Anyone who has had an E-mail account for more than a few hours is undoubtedly familiar with the problem of spam: junk E-mail.  Some of it is actively malicious, attempting to get the user to click on a toxic attachment or visit a compromised Web site.  Much of it is just annoying, like junk postal mail, only usually more stupid.  There are certain common genres: advertisements for bogus pharmaceuticals promising anatomically improbable results, get-rich-quick offers from new friends in Nigeria, and the like.  For the Internet as a whole, spam is an enormous waste of resources; it is estimated that something like 95% of all E-mail sent is spam.

Finding ways of filtering out spam has become a necessity, if E-mail is to be at all useful.  Most spam today is sent by networks of personal computers, so-called “botnets”, that have been “hijacked” by malware without their users’ knowledge.  This means that there are many, many sources for spam, so that blocking senders is not really practical or effective.  Contemporary spam filtering focuses on the content of the message, and is reasonably but not entirely successful.

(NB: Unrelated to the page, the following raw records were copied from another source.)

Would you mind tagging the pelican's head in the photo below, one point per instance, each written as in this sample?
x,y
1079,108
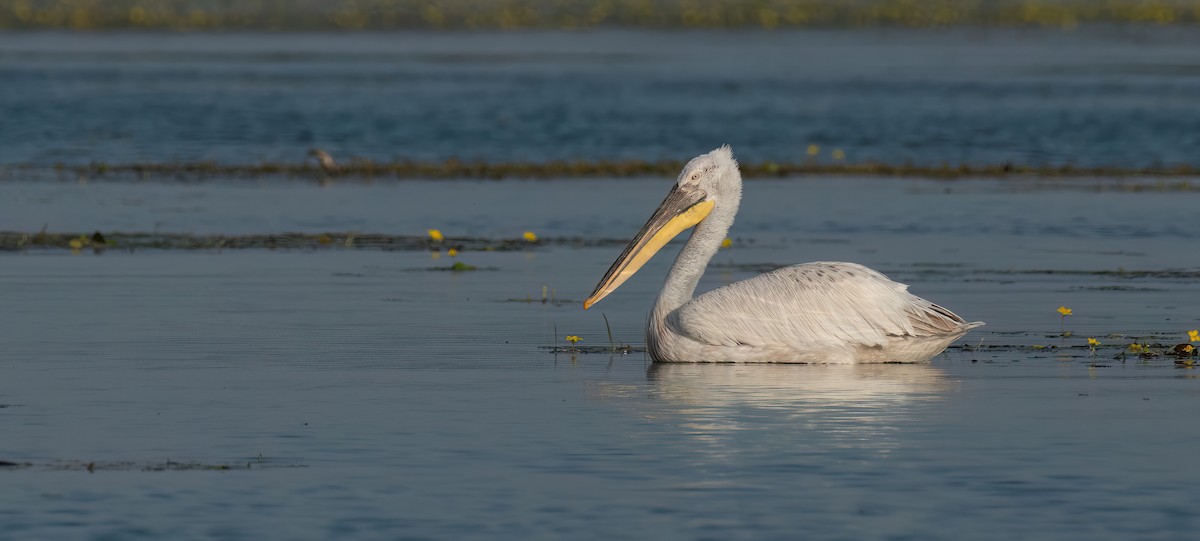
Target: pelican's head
x,y
708,180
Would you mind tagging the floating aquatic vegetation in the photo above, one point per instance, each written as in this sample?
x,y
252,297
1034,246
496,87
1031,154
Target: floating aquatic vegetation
x,y
384,14
137,240
371,170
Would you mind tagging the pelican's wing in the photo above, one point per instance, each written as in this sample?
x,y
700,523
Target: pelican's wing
x,y
810,306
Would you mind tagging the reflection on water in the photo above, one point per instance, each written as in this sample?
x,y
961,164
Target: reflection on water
x,y
840,406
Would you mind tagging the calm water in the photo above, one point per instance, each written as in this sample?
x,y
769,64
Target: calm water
x,y
1105,95
361,395
377,400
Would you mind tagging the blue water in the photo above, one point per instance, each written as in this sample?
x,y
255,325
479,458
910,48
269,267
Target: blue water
x,y
357,394
1123,96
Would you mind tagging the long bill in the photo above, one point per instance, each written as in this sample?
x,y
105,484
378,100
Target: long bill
x,y
682,209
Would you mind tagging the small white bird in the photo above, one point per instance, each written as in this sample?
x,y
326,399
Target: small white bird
x,y
816,312
324,160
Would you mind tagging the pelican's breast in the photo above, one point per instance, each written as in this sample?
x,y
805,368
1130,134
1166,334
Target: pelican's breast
x,y
811,307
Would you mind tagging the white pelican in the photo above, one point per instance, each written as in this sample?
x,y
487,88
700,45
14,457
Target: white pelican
x,y
816,312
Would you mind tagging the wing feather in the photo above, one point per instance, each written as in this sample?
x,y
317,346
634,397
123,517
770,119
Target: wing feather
x,y
810,306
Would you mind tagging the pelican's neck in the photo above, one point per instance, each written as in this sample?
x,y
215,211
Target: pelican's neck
x,y
690,264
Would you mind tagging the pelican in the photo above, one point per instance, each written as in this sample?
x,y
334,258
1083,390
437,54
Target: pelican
x,y
816,312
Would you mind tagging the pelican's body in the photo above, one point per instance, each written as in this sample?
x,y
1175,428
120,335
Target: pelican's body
x,y
816,312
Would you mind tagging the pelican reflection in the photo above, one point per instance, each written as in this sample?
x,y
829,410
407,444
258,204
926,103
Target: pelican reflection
x,y
856,406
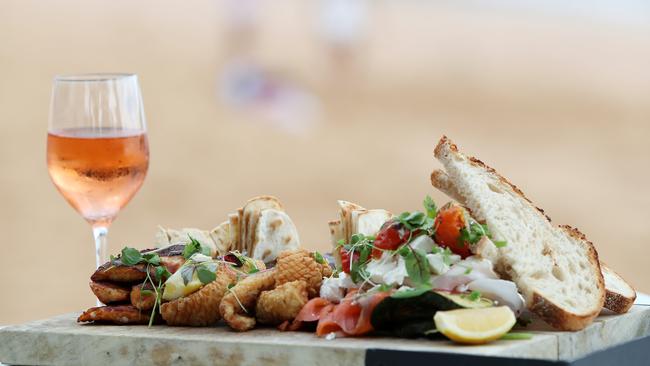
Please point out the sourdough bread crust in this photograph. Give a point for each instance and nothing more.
(614, 300)
(446, 142)
(544, 307)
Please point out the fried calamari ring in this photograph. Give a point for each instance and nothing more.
(239, 302)
(300, 264)
(282, 303)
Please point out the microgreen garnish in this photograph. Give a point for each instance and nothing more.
(205, 274)
(414, 292)
(430, 207)
(318, 258)
(361, 244)
(383, 287)
(194, 246)
(474, 296)
(473, 233)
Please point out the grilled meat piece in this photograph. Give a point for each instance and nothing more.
(117, 314)
(108, 293)
(119, 273)
(133, 274)
(140, 301)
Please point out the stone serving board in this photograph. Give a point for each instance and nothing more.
(61, 341)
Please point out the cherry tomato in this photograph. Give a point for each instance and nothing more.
(345, 259)
(449, 222)
(391, 235)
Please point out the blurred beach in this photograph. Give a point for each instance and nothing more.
(314, 101)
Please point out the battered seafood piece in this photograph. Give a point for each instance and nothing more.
(107, 292)
(282, 303)
(200, 308)
(300, 264)
(239, 302)
(140, 301)
(118, 314)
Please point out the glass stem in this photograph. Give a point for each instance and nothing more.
(101, 247)
(101, 244)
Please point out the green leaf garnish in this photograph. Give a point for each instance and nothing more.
(383, 287)
(430, 207)
(474, 296)
(151, 258)
(205, 275)
(318, 258)
(130, 256)
(194, 246)
(162, 273)
(187, 272)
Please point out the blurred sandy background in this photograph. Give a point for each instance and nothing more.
(315, 101)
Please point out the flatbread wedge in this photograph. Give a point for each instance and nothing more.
(251, 213)
(275, 232)
(555, 267)
(221, 237)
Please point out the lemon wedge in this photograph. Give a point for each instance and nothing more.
(475, 326)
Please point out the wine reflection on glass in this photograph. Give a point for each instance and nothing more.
(97, 149)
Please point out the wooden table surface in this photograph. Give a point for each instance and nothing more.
(60, 340)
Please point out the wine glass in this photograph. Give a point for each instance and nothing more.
(97, 149)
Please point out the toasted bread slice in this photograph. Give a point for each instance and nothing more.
(620, 295)
(555, 267)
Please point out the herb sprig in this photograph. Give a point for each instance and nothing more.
(131, 257)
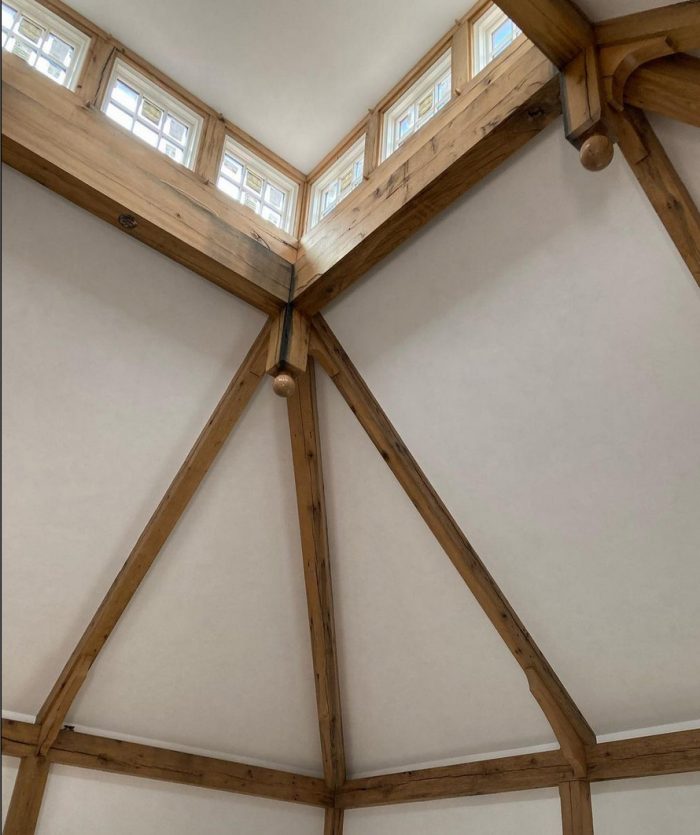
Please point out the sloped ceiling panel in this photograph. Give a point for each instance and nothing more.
(424, 676)
(112, 804)
(214, 651)
(537, 349)
(522, 813)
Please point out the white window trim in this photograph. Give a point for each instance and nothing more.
(482, 30)
(415, 92)
(350, 156)
(272, 175)
(149, 89)
(66, 31)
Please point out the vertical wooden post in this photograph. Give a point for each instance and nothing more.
(334, 822)
(27, 796)
(576, 809)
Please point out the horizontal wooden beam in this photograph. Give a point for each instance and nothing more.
(19, 739)
(664, 188)
(648, 756)
(330, 354)
(668, 86)
(149, 544)
(498, 113)
(50, 135)
(557, 27)
(680, 23)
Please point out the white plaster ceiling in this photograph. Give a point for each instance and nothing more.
(297, 76)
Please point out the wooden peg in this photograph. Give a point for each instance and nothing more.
(284, 384)
(597, 152)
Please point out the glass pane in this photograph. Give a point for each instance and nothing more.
(145, 133)
(176, 130)
(254, 182)
(171, 150)
(8, 16)
(405, 125)
(125, 95)
(501, 37)
(24, 51)
(59, 50)
(273, 217)
(425, 105)
(118, 115)
(228, 187)
(274, 196)
(251, 202)
(151, 112)
(233, 168)
(52, 70)
(31, 31)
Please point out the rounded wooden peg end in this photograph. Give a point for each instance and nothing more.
(597, 152)
(283, 385)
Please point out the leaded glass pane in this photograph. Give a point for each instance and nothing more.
(8, 16)
(254, 182)
(126, 96)
(228, 187)
(171, 150)
(145, 133)
(176, 130)
(30, 30)
(232, 168)
(151, 112)
(59, 50)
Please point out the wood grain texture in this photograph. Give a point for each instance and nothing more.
(664, 188)
(333, 823)
(494, 117)
(576, 809)
(679, 22)
(308, 477)
(668, 86)
(326, 348)
(154, 536)
(48, 134)
(28, 792)
(119, 757)
(557, 27)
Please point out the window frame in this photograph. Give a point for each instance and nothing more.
(54, 24)
(271, 175)
(350, 157)
(482, 28)
(149, 89)
(430, 78)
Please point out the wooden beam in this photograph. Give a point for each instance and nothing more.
(679, 22)
(571, 744)
(557, 27)
(333, 823)
(664, 188)
(499, 112)
(576, 809)
(504, 774)
(648, 756)
(154, 536)
(326, 348)
(289, 342)
(119, 757)
(668, 86)
(25, 804)
(48, 134)
(308, 477)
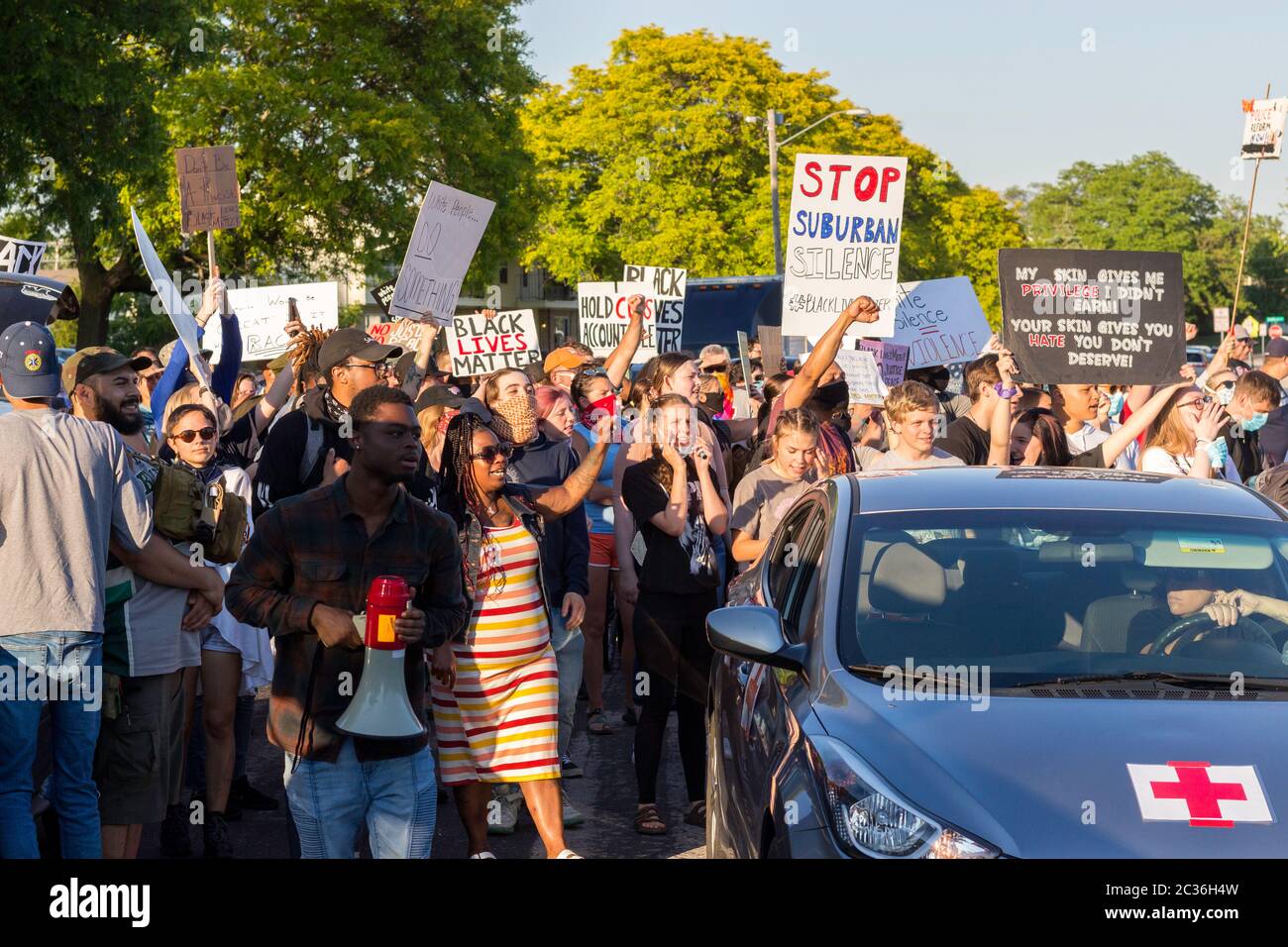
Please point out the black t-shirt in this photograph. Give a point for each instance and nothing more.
(673, 565)
(967, 441)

According to a report in New Scientist, a team of computer scientists, from the International Computer Science Institute in Berkeley, California, and the University of California, San Diego, has come up with a new technique for detecting spam, which they claim has better accuracy than any method currently used.  The researchers started with the observation that, when botnets generate spam, the generating software typically introduces small variations in the text template of the message, in an attempt to confuse spam detection algorithms.   (You can think of this as being somewhat similar to the process of “personalizing” form letters using the mail-merge function of a word processor.)   The new approach essentially uses a sample of messages to reverse-engineer the  message template and variation rules being used.

The team reasoned that analysing such messages could reveal the template that created them. And since the spam template describes the entire range of the emails a bot will send, possessing it might provide a watertight method of blocking spam from that bot.

The resulting filters were found to have very high accuracy, and, perhaps more important, to have very few false positives (that is, legitimate messagea misclassified as spam).

This is an interesting approach, especially if it can reduce the number of false positives.  Current filtering techniques identify almost all spam, but are sometimes over-zealous.  Anyone who uses E-mail seriously is aware of the dilemma: if you don’t check your spam filters’ results regularly, you risk missing an important message that was incorrectly flagged as spam.

Still, I’m sure the spam arms race will continue.  The real problem is an economic one: the cost of spam — which, given that it’s 95% of all E-mail, is non-trivial — is borne by everyone except the sender.  Junk postal mail (in the US) gets carried at a discounted rate, but it still costs something for postage, paper, printing, and so on.  (Incidentally, in other countries where junk mail pays “full freight”, there is much less of it.)  In contrast, the marginal cost of sending a spam message is essentially zero.  If we can devise a way to change that, we may have a chance of really cutting down on spam.